Musk, Zuckerberg, and other technology leaders such as Microsoft’s Satya Nadella, Google’s Sundar Pichai, and Amazon’s Jeff Bezos all have strong views and opinions on the possible benefits that AI will deliver— but agree that some form of guidance in terms of ethics is required.

Industry participants, academicians, and regulators, in the US, EU, as well as other regions, regularly debate and discuss this, and are slowly working on creating their own versions of frameworks that lay out what “AI ethics” should really look like.

For an institution that has probably garnered some of the most severe criticism in regard to the debate around the use of AI ‘on the battlefield’. The US Department of Defense (DOD) just announced their own AI ethics framework, and although it is meant to guide military operations, businesses can probably take something from its simple outlay.

The US DOD’s AI ethics framework is comprised of five basic principles, based on recommendations of the Defense Innovation Board:

  1. Responsible: Staff must take up responsibility for the development, deployment, and use of AI capabilities
  2. Equitable: Deliberate steps must be taken to minimize unintended bias in AI capabilities
  3. Traceable: AI capabilities must be developed and deployed in a way that uses transparent and auditable methodologies, data sources, and design procedures and documentation
  4. Reliable: AI capabilities must have explicit, well-defined uses, and the safety, security, and effectiveness of such capabilities continually tested
  5. Governable: Staff must ensure that it is always possible to detect and avoid unintended consequences

How US DOD’s AI ethics could play out for enterprises

Enterprises have been using AI in interesting ways but most of it is limited to crunching data, automating workflows, and delighting customers with smarter, faster, and more efficient services.

The banking and financial services industry — among its peers — seems to be using AI to push the boundary.
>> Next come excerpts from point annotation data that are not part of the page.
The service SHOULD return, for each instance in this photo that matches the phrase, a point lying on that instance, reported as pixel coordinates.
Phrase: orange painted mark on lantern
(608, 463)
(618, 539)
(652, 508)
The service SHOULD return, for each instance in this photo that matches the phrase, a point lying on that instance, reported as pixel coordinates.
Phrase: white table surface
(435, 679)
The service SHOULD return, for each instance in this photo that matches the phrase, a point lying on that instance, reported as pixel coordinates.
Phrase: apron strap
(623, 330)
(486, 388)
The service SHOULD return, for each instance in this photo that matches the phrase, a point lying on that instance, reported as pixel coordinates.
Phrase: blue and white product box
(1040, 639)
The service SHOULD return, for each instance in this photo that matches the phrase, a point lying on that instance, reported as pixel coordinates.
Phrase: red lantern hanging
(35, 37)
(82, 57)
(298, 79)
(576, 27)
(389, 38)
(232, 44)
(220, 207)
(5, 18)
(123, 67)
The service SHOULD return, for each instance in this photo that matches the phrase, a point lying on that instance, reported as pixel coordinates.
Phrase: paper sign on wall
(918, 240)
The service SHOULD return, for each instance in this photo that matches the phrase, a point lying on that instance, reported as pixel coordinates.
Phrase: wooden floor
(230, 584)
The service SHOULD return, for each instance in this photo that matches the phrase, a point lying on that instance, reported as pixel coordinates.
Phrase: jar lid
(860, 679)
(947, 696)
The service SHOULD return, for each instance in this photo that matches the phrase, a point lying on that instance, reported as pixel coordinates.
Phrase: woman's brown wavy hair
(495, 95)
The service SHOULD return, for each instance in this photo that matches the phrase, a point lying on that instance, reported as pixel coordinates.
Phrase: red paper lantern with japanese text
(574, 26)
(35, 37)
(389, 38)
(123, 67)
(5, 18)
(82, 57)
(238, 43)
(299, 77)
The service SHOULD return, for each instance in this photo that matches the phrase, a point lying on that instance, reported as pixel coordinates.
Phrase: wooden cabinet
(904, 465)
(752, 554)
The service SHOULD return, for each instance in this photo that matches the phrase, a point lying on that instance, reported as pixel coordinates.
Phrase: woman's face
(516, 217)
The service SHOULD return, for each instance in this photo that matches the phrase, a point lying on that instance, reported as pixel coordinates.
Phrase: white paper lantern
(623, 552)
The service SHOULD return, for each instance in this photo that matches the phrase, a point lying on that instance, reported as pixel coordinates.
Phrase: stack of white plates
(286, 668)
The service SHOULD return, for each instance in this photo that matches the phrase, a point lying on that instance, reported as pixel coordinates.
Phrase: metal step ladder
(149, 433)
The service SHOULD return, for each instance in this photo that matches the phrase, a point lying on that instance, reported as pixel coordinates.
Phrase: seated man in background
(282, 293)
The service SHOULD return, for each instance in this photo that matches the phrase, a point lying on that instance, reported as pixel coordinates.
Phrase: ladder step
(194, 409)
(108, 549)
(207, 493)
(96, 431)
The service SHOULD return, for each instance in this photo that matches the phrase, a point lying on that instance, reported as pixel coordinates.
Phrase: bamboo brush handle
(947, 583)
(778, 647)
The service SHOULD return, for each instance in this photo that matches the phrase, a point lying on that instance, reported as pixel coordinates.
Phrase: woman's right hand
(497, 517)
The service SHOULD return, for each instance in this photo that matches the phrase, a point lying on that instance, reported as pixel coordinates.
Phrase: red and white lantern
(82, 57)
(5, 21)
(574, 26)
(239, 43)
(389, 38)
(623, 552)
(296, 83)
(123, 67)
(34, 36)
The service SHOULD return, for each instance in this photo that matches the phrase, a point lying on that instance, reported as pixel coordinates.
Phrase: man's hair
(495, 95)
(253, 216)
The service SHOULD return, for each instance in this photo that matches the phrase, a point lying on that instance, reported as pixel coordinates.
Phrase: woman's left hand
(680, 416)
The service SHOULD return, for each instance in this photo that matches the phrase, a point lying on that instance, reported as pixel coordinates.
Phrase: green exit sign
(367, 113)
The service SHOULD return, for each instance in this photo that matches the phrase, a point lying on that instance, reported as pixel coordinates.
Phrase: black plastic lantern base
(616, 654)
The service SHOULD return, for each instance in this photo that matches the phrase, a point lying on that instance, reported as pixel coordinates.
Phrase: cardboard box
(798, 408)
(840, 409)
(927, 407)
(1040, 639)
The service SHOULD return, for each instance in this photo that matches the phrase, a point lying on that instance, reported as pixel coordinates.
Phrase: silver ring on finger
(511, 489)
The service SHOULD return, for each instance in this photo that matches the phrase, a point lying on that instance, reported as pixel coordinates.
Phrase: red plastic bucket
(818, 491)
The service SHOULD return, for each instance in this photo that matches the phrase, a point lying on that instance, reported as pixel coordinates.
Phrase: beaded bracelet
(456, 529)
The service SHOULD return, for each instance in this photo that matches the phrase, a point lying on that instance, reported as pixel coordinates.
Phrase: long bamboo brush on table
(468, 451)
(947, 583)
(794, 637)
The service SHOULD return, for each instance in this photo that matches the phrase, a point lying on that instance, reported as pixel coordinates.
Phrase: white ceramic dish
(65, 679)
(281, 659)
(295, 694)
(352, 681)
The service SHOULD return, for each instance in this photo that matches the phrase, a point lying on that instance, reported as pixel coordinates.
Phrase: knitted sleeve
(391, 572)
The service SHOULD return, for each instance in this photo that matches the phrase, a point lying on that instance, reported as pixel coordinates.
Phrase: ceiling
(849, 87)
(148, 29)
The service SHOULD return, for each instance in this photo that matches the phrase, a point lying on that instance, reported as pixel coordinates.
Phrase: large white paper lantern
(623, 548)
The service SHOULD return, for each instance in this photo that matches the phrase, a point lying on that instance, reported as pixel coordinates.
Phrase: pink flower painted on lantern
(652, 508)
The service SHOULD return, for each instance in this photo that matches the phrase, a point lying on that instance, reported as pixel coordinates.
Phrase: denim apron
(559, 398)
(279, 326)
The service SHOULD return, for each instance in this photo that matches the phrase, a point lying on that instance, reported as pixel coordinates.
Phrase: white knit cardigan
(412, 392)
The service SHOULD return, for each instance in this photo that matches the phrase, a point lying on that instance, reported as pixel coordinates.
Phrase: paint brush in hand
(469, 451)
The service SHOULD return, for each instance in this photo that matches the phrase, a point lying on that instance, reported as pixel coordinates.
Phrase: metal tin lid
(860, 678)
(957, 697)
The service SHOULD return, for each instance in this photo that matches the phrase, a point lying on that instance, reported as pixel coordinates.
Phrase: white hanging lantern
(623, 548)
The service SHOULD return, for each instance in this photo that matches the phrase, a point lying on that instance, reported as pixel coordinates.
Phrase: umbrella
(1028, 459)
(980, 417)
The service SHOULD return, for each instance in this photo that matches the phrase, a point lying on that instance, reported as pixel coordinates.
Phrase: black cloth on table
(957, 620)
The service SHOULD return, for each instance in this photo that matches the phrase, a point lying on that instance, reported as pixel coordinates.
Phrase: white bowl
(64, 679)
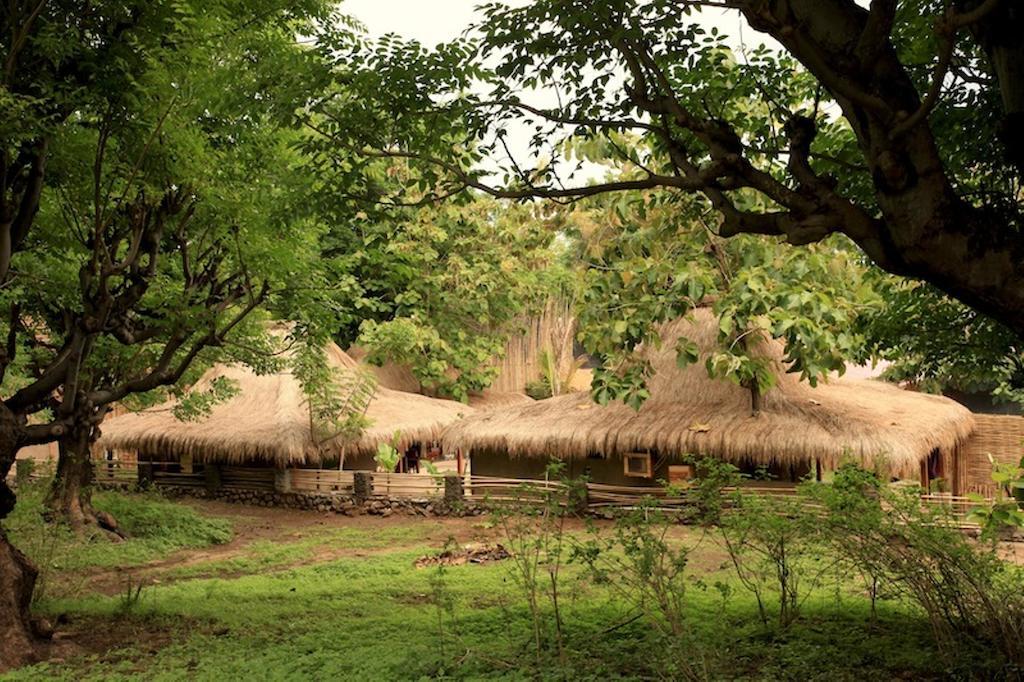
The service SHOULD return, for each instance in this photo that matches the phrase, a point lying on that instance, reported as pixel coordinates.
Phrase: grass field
(258, 594)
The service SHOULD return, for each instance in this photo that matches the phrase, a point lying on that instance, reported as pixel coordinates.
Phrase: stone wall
(338, 504)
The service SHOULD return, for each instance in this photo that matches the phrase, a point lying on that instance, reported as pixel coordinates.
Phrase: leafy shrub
(971, 597)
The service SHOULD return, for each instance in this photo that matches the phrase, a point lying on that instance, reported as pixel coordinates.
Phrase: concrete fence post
(283, 480)
(579, 497)
(145, 476)
(363, 485)
(453, 489)
(211, 477)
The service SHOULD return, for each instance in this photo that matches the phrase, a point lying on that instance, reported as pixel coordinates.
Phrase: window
(637, 465)
(680, 473)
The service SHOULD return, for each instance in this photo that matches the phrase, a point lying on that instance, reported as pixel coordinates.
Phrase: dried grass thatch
(491, 399)
(268, 421)
(688, 413)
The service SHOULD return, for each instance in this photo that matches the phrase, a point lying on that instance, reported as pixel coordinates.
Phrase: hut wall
(998, 435)
(600, 470)
(610, 470)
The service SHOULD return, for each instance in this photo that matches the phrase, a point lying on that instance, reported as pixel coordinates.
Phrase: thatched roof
(688, 413)
(268, 421)
(491, 399)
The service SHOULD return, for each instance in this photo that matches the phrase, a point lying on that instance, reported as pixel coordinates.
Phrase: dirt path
(285, 526)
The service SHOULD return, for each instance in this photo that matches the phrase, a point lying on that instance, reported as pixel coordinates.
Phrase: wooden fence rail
(479, 488)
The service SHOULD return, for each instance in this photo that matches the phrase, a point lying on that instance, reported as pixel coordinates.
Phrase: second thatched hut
(798, 430)
(267, 423)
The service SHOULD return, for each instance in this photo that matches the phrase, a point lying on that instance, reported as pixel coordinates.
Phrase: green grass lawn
(340, 602)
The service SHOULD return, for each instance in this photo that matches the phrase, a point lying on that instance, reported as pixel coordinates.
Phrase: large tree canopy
(897, 125)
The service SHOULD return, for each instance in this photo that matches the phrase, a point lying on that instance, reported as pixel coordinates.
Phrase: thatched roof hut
(492, 399)
(268, 421)
(688, 413)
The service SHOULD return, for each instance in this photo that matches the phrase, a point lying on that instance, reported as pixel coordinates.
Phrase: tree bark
(17, 574)
(70, 498)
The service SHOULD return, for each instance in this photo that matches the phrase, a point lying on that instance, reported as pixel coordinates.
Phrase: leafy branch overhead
(896, 125)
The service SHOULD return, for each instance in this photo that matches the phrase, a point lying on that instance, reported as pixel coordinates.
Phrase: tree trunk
(70, 499)
(17, 576)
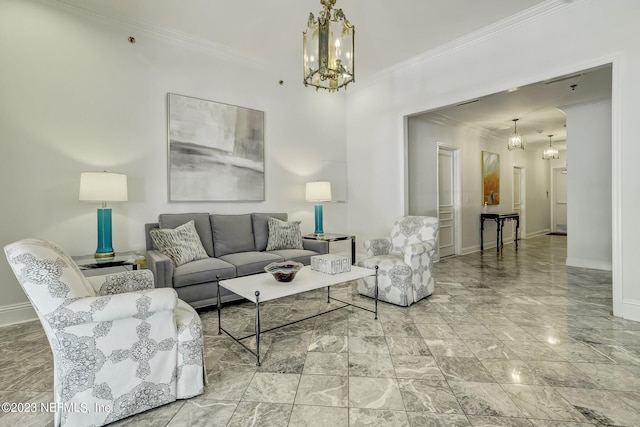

With lending, for example, banks are experimenting with the use of AI to improve credit checks and automate decision making. Let’s see how the US DOD’s rules of AI ethics could help.

The lending model created by the bank’s staff would be trained on data that the bank has gathered in the past. This model will then be tested and deployed. If the model truly uses an AI engine, then it will be expected to evolve over time and learn from the decisions it makes.

In the above case, the bank’s staff bound by the US DOD’s rules must take responsibility for not only the development of the model but also its deployment, recognizing the fact that decisions made by the bank could impact an entire community or state at the very least.

To ensure that the model is equitable, the bank must ensure that there’s no bias in the data it was fed when it was initially trained. Further, to keep the lending model functioning well, staff need to make sure that future iterations of the model are transparent and easily explainable — governable.

Finally, when a decision is made by the model, the bank’s staff and the lending team must be able to rely on it. That’s ultimately what will deliver value to the operations and its customers. Truth be told, the US DOD’s AI ethics can simply be lifted and applied to enterprise use cases.

However, given their brevity and simplicity, more effort must be made by enterprises to think deeply, broadly, and clearly about how their AI projects can use the principles to accelerate their development and flex their deployment scales.

Ultimately, enterprises need to agree on and adopt a common AI ethics framework. Without it, innovation will slow down.